Insufficient testing of controls and failure to properly evaluate control deficiencies were among the common findings that led the PCAOB to issue a summary of observations from 2010 inspections of audits of internal control over financial reporting.

The PCAOB on Monday released a 31-page report on deficiencies in firms’ audits of internal control over financial reporting. The report does not identify individual audits, but includes information summarized from inspections.

Deficiencies found under PCAOB Auditing Standard No. 5, An Audit of Internal Control Over Financial Reporting That Is Integrated With An Audit of Financial Statements, were included in the report, which was issued to help inform auditors on common problems to avoid.

In 46 of the 309 audit engagements inspected by the PCAOB in 2010 that were referenced in the report, the PCAOB found that the firm had failed to obtain enough evidence to support its audit opinion on the effectiveness of internal control.

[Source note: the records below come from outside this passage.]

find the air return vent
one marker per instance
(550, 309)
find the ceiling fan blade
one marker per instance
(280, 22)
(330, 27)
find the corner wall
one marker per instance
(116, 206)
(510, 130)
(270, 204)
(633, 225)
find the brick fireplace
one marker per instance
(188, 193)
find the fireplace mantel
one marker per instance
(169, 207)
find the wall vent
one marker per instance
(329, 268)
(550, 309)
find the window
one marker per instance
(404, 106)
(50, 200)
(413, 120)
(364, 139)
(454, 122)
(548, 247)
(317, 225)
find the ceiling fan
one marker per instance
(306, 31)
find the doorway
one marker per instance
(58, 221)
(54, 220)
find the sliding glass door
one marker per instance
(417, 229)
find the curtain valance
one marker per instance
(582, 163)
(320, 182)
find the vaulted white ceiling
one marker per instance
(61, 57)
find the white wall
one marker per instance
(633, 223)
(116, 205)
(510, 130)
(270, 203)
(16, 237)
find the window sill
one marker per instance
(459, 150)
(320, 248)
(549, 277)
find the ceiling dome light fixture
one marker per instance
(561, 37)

In an additional 50 of the 309 audit inspections, the PCAOB found what it considered to be deficiencies in firms’ quality-control systems that required remediation. Those deficiencies did not mean the audited companies had materially misstated financial statements or had inadequate internal controls. Rather, the deficiencies generally indicated failure by engagement teams to comply with their firms’ methodologies, according to the report.

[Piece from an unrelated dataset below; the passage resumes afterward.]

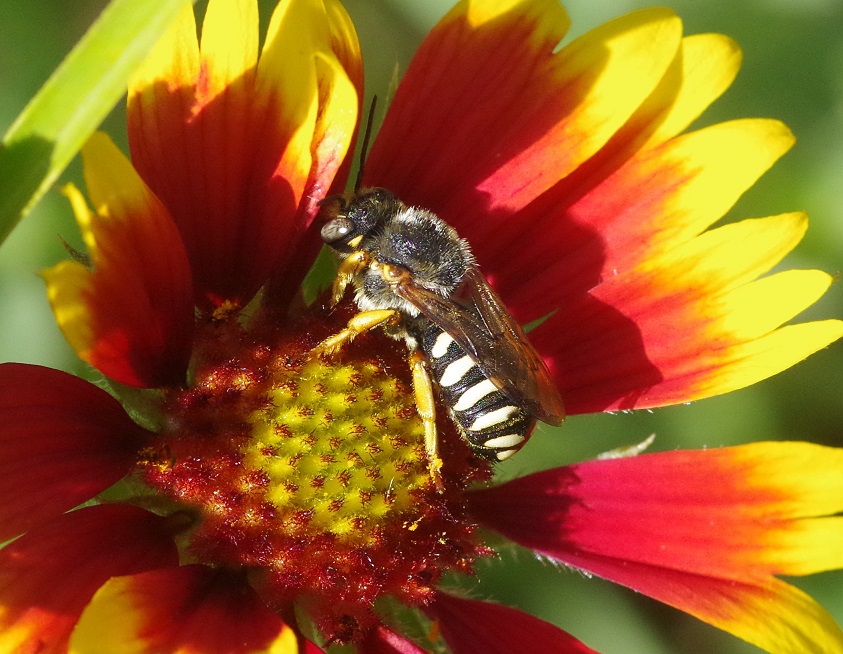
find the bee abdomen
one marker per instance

The most commonly identified deficiencies named in the report were firms’ failures to:

  • Identify and test controls that are intended to address the risks of material misstatement.
  • Sufficiently test the design and operating effectiveness of management review controls that are used to monitor the results of operations, such as:
    • Monthly comparisons of budget and actual results to forecasts for revenues and expenses.
    • Comparisons of other metrics, such as profit margins and certain expenses as a percentage of sales.
    • Quarterly balance sheet reviews.
  • Obtain sufficient evidence to update the results of testing of controls from an interim date to the company’s year end (the roll-forward period).
  • Sufficiently test the system-generated data and reports that support important controls.
  • Sufficiently perform procedures regarding the use of the work of others.
  • Sufficiently evaluate identified control deficiencies and consider their effect on both the financial statement audit and the audit of internal control.


“These findings have increased to a point over the last couple of years where we wanted to put out this … report,” PCAOB Director of Registration and Inspections Helen Munter said last week at the AICPA Conference on Current SEC and PCAOB Developments in Washington.

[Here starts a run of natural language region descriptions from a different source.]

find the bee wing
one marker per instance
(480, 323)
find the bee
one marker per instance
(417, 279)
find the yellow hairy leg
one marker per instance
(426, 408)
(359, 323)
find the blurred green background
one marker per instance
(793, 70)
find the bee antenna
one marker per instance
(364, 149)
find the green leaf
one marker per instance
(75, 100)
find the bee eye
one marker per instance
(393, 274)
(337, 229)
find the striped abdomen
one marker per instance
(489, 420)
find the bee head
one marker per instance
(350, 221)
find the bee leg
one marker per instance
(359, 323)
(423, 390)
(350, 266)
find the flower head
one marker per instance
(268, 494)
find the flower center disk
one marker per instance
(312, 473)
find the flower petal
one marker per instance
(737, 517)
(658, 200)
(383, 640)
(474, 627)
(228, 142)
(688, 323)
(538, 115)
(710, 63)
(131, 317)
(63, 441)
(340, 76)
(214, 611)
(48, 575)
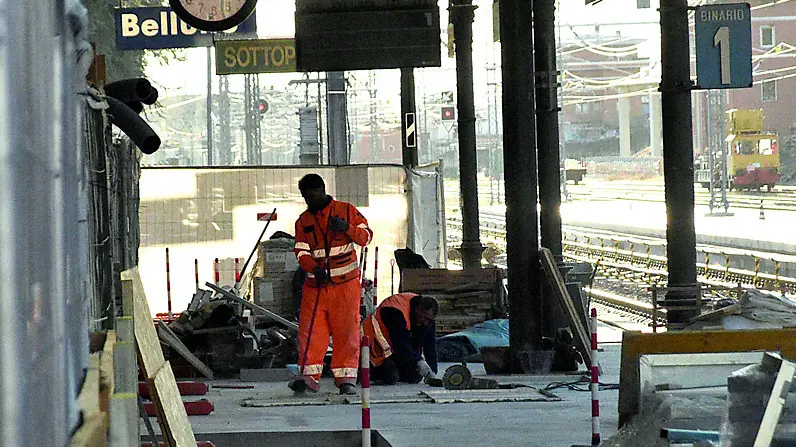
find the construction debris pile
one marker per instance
(466, 297)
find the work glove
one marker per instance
(321, 277)
(425, 371)
(338, 224)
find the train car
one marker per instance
(752, 154)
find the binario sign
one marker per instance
(159, 27)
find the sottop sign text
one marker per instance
(255, 56)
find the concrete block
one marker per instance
(265, 375)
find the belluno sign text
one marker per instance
(723, 45)
(159, 27)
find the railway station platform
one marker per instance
(403, 417)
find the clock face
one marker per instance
(213, 15)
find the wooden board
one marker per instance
(171, 339)
(93, 432)
(582, 336)
(170, 410)
(145, 335)
(106, 384)
(428, 280)
(636, 344)
(88, 399)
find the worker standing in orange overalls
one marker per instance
(325, 236)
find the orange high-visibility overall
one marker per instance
(335, 305)
(381, 345)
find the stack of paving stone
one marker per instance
(749, 390)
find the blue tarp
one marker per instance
(455, 347)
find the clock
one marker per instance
(213, 15)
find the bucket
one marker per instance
(536, 362)
(496, 359)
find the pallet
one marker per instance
(169, 409)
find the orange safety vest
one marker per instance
(333, 251)
(373, 327)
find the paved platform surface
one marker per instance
(548, 423)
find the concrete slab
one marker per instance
(548, 424)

Potential root causes of the deficiencies described in the report included:

  • Improper application of the top-down approach to the audit of internal control as required by AS No. 5.
  • Decreases in audit firm staffing through attrition or other reductions, and related workload pressures.
  • Insufficient firm training and guidance, including examples of how to apply PCAOB standards and the firm’s methodology.
  • Ineffective communication with the firm’s information system specialists on the engagement team.


Cindy Fornelli, executive director of the Center for Audit Quality (CAQ), said the auditing profession recognizes the need for improving performance in this area and has devoted significant resources to the effort over the past year. The CAQ is affiliated with the AICPA.

“We encourage all auditors to consider the items noted in planning and performing public company audits,” Fornelli said. “We also encourage preparers and audit committee members to familiarize themselves with the report as it may contain observations that might be useful in improving upon the design or operating effectiveness of internal control over financial reporting.”